Calculates the sample size needed for a stratified inventory, estimated from pilot inventory data.

Usage

silv_sample_size_stratified(
  data,
  x,
  strata,
  total_area,
  plot_size,
  method = "optimal",
  cost = NA,
  max_error = 0.05,
  conf_level = 0.95,
  max_iter = 1000,
  currency = "EUR",
  quiet = FALSE
)

Arguments

data

a data.frame of pilot inventory data

x

name of the variable in data that was measured (e.g. basal area, volume)

strata

name of the variable in data with the name of the stratum

total_area

name of the variable in data with the area of the stratum

plot_size

a numeric vector of length one with plot size in squared meters

method

a charater vector of length one with the id of the method. Available options are optimal, cost, and prop. See details

cost

name of the variable in data with the average cost of measuring one plot of the stratum. Used with method = 'cost' for sample size, and for message output in other methods

max_error

maximum allowed relative error

conf_level

confidence level

max_iter

maximum number of iteration to find the plot size

currency

currency to be shown in console output when using method = 'cost'

quiet

if TRUE, messages will be supressed

Value

S7 StratifiedSampleSize object with:

  • results: data.frame with the main results by stratum

  • strata_error: data.frame with maximum absolute error \(\mp\) C.I (max_abs_error, x_min, x_max), and the esimator of the typical error \(\mp\) C.I (sampling error, x_ci_lo, x_ci_hi)

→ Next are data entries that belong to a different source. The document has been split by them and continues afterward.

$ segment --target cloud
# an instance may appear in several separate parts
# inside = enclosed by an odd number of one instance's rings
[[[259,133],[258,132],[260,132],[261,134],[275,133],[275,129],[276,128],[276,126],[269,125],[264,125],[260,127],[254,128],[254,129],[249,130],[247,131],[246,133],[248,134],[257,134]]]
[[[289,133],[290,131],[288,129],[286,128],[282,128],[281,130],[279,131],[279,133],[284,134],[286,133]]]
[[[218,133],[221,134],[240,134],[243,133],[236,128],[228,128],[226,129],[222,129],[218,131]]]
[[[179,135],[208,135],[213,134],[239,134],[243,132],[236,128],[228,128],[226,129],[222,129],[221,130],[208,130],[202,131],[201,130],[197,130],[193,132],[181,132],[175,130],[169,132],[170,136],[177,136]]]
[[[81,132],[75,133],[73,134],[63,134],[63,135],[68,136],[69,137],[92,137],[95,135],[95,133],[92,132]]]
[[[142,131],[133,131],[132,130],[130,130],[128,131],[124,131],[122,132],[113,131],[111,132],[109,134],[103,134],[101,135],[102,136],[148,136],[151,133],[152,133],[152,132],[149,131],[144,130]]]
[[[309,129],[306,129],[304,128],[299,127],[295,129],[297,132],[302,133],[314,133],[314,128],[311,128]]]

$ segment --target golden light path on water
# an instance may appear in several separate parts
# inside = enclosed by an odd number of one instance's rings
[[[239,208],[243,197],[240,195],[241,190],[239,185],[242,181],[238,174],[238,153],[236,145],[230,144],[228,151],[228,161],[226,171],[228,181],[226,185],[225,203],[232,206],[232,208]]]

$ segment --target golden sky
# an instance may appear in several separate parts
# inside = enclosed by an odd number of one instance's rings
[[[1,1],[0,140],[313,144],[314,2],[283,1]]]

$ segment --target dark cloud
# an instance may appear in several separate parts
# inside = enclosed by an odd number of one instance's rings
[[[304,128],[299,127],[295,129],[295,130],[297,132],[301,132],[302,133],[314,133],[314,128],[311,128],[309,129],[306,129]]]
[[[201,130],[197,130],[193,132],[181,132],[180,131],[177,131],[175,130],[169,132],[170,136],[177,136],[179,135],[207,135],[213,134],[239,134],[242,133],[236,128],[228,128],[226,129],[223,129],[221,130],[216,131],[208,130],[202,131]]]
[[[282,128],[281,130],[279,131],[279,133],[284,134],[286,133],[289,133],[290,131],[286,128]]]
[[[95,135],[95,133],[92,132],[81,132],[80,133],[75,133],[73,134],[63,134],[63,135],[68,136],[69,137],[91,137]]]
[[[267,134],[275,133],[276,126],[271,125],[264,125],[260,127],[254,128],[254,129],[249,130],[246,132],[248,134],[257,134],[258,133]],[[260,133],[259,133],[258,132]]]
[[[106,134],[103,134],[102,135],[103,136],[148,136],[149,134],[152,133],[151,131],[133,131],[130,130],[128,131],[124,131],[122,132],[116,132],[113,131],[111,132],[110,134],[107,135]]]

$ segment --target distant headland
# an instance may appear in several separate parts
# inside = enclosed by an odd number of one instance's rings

  • sampling_error: data.frame with the maximum absolute error \(\mp\) C.I (max_abs_error, x_min, x_max), and the typical sampling error of the weighted mean \(\mp\) C.I (sampling error, x_ci_lo, x_ci_hi)

  • sampling_opts: list with function options

Details

Stratified Sampling calculates the number of plots to be inventored in different strata. For instance, you might have Pinus sylvestris and Pinus pinaster plots in the same forest, and you might want to get the optimal number of plots for field inventory of each stratum, for a given maximum relative error (e.g. 5%), and with a certain level of confidence (e.g 95%). Of course, the area of P. sylvestris will be different than the area occupied by P. pinaster. For instance, the total area of P. sylvestris could be 100 ha, while the area of P. pinaster could be 200 ha. Therefore, you need to create a pilot inventory and measure a variable such as basal area maybe in 5 pilot plots of P. sylvestris and 7 pilot plots of P. pinaster. With that data collected, you can use three stratified sample size methods:

  • Optimal Allocation with Constant Cost: using method = 'optimal'. The sampling units are distributed within the different strata taking into account the size (e.g. 100 ha vs 200 ha) and the heterogeinity (e.g. differences in basal area). It minimizes the number of sampling units.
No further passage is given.